I’ve spent a good deal of time in contemplation since I got rid of the biggest monkey on my back, the home sale. I’ve sold nearly everything…only the car and hang-glider remain. And my only bills are the cell phone and Netflix. LOL. Soon I’ll have rent and food, but otherwise only incidental expenses like plane tickets and additional climate-specific clothing along the way.
Back in the 1980s and early 90s I spent much time in exotic places while living abroad for 7 years, just dreaming that ‘if there could only be a way to make a living here, or there.’ I used to imagine, in 1992, sitting on a beach in a tropical paradise and doing business on a laptop, wirelessly. But realistically, unless you had big bank, it just wasn’t possible. In those days, it took phones but, more essentially, your people.
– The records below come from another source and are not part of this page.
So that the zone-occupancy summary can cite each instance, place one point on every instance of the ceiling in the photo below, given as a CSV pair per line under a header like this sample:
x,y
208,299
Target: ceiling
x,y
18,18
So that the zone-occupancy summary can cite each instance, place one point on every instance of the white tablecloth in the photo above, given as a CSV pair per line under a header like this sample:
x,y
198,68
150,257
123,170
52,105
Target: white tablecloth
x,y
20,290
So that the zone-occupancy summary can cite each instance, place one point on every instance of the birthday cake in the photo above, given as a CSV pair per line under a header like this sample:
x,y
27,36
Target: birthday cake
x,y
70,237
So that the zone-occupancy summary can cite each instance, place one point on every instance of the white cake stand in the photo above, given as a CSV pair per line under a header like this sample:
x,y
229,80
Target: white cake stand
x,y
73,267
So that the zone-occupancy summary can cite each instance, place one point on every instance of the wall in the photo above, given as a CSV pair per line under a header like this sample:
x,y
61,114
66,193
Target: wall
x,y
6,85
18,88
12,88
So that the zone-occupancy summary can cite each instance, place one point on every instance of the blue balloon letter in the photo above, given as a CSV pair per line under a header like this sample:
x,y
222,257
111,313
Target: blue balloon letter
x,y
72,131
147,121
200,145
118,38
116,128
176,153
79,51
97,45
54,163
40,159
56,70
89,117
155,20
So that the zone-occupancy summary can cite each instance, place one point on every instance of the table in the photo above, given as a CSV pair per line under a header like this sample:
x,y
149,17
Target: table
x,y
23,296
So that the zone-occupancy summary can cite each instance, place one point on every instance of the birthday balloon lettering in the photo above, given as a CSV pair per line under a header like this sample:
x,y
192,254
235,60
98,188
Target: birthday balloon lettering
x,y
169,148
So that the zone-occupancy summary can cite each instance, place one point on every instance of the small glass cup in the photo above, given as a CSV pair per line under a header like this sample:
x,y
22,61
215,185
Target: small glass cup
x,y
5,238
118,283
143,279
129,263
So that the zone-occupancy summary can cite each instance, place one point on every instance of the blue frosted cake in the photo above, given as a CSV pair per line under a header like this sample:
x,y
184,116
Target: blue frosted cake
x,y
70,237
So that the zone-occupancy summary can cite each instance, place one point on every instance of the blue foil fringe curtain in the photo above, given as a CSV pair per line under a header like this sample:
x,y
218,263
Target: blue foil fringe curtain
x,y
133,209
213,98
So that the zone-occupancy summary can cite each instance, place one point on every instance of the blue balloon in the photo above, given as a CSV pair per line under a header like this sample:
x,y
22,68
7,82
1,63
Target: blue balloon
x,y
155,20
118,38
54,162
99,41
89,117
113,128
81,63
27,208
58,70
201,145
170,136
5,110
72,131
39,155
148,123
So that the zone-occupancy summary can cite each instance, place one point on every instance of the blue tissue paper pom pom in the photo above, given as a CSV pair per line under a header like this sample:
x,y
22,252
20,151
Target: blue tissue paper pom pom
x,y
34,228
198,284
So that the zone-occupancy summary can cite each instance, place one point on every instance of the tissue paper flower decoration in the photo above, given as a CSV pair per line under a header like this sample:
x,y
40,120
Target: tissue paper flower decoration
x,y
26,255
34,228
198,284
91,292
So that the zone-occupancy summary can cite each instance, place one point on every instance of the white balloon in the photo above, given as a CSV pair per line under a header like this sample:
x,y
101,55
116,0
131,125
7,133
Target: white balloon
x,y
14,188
I didn’t want people in that respect—only contracted service providers as needed.
You had to make money based on citizenship, location, and more often than not, trading time for dollars. This tied you to “home.” And it tied you to an office or workplace. And it tied you to a commute. And it tied you to co-workers. And it tied you to a boss.
It tied you to a life that in my view, basically sucks.
And I’ve had it both ways. When I returned to the San Francisco bay area in 1992, I set out to be the boss, to start a company and I was ultimately successful, growing to about 30 employees and a few million in annual revenue. While it’s better than being in the grind as an employee, it’s still a grind. I didn’t love it.
It has always been my dream to be citizen, location, and time independent. To put it succinctly: make money while you sleep anywhere—and I don’t mean on a pension, social security, or 401K distributions.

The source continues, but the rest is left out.